= Bérengère Dubrulle =

French astrophysicist (born 1965)

Bérengère Dubrulle (born 1965) is a French astrophysicist whose research involves the study of turbulence and vortices in fluid dynamics and magnetohydrodynamics, and their application in modeling planet formation and climate change. She is a director of research for the French National Centre for Scientific Research, and the director of the École de physique des Houches.

==Education and career==
Dubrulle was born in 1965 in Dieppe, on the north coast of France. She was a student at the École normale supérieure de jeunes filles from 1985 to 1989, earning a master's degree in quantum mechanics in 1987 through Pierre and Marie Curie University and defending a Ph.D. in astrophysics in 1990 through Toulouse III - Paul Sabatier University under the direction of Jean-Paul Zahn. She completed a habilitation in physics in 1996, through Paris Diderot University.

Meanwhile, she became a scientist (chargée de recherche) in the French National Centre for Scientific Research (CNRS) in 1991, was promoted to director of research in 2000, and was named as director of research, exceptional class, in 2021. She is affiliated with the Sphynx laboratory (Systèmes Physiques Hors-équilibres hYdrodynamiques éNergie et compleXité, out-of-equilibrium Systems and Physics - HYdrodynamics - eNergy and compleXity) at CEA Paris-Saclay. Since 2020, she has also been director of the École de physique des Houches.

==Recognition==
Dubrulle was the 2008 recipient of the Madame Victor Noury Prize of the French Academy of Sciences, and was named female scientist of the year as a recipient of the 2022 Irène Joliot-Curie Prize. She received the CNRS Bronze Medal in 1993, and the CNRS Silver Medal in 2017.
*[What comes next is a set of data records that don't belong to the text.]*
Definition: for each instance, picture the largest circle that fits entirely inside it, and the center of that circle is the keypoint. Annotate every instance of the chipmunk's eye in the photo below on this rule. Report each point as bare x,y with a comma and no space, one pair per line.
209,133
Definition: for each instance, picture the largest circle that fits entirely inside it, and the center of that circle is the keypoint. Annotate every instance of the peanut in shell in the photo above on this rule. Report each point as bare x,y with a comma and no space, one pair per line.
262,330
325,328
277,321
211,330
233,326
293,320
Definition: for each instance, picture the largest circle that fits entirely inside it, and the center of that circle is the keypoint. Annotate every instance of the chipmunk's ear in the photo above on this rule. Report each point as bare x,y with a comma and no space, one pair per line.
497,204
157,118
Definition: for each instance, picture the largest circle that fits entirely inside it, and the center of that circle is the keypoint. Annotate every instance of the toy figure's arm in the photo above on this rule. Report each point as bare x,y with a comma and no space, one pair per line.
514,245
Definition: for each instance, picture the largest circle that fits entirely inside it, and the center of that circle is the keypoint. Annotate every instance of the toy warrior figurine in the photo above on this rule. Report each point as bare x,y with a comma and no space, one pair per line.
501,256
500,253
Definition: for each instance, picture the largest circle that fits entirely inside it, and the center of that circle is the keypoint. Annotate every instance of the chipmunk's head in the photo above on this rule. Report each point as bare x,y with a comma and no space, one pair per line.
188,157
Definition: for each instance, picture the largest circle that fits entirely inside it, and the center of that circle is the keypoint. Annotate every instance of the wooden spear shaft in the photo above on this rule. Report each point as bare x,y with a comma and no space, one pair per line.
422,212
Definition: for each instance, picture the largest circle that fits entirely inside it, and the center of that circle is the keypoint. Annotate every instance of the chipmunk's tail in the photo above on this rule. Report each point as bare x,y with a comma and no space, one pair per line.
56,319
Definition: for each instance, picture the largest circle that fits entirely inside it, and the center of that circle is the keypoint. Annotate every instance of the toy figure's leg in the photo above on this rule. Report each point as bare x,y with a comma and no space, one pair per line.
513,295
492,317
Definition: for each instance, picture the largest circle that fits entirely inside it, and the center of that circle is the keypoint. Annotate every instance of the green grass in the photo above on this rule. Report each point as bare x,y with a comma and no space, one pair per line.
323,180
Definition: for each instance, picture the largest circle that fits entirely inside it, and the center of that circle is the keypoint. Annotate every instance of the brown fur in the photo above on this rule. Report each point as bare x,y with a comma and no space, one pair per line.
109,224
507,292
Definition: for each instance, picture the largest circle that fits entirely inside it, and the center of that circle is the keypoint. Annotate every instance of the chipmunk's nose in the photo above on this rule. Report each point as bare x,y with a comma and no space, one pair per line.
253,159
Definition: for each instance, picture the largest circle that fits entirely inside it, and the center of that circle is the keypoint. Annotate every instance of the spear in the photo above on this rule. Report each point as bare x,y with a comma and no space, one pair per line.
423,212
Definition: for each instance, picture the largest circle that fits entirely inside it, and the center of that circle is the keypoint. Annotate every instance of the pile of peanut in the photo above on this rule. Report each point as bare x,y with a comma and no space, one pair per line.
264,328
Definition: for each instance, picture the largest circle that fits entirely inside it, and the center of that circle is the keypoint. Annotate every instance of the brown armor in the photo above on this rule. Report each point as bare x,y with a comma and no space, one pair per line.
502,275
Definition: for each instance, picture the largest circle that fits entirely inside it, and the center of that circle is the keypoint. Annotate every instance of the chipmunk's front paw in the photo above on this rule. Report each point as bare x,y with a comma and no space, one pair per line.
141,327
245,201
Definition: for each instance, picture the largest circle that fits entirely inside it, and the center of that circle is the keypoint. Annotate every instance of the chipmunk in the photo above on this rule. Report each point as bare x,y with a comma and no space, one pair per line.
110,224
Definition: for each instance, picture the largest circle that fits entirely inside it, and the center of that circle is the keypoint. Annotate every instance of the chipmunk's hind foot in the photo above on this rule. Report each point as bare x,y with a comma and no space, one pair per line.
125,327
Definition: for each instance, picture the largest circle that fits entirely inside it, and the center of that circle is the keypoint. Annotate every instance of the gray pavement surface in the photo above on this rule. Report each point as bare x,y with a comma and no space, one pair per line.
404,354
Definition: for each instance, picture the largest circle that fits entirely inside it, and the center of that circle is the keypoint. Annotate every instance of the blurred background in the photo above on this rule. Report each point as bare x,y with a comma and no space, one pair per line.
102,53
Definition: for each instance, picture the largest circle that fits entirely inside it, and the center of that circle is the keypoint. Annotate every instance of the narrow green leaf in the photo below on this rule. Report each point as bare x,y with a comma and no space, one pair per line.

The European Geosciences Union gave Dubrulle the 2021 Lewis Fry Richardson Medal "for outstanding contributions to the field of geophysical and astrophysical turbulence, and for a unique approach to the study of experimental turbulent flows using statistical mechanics". She was named a Fellow of the American Physical Society (APS) in 2023, after a nomination from the APS Division of Fluid Dynamics, "for seminal contributions to the theory of fully developed turbulence and astro- and geophysical fluid dynamics in general, and in particular, for illuminating intermittency and the role of multiple states in turbulent flows".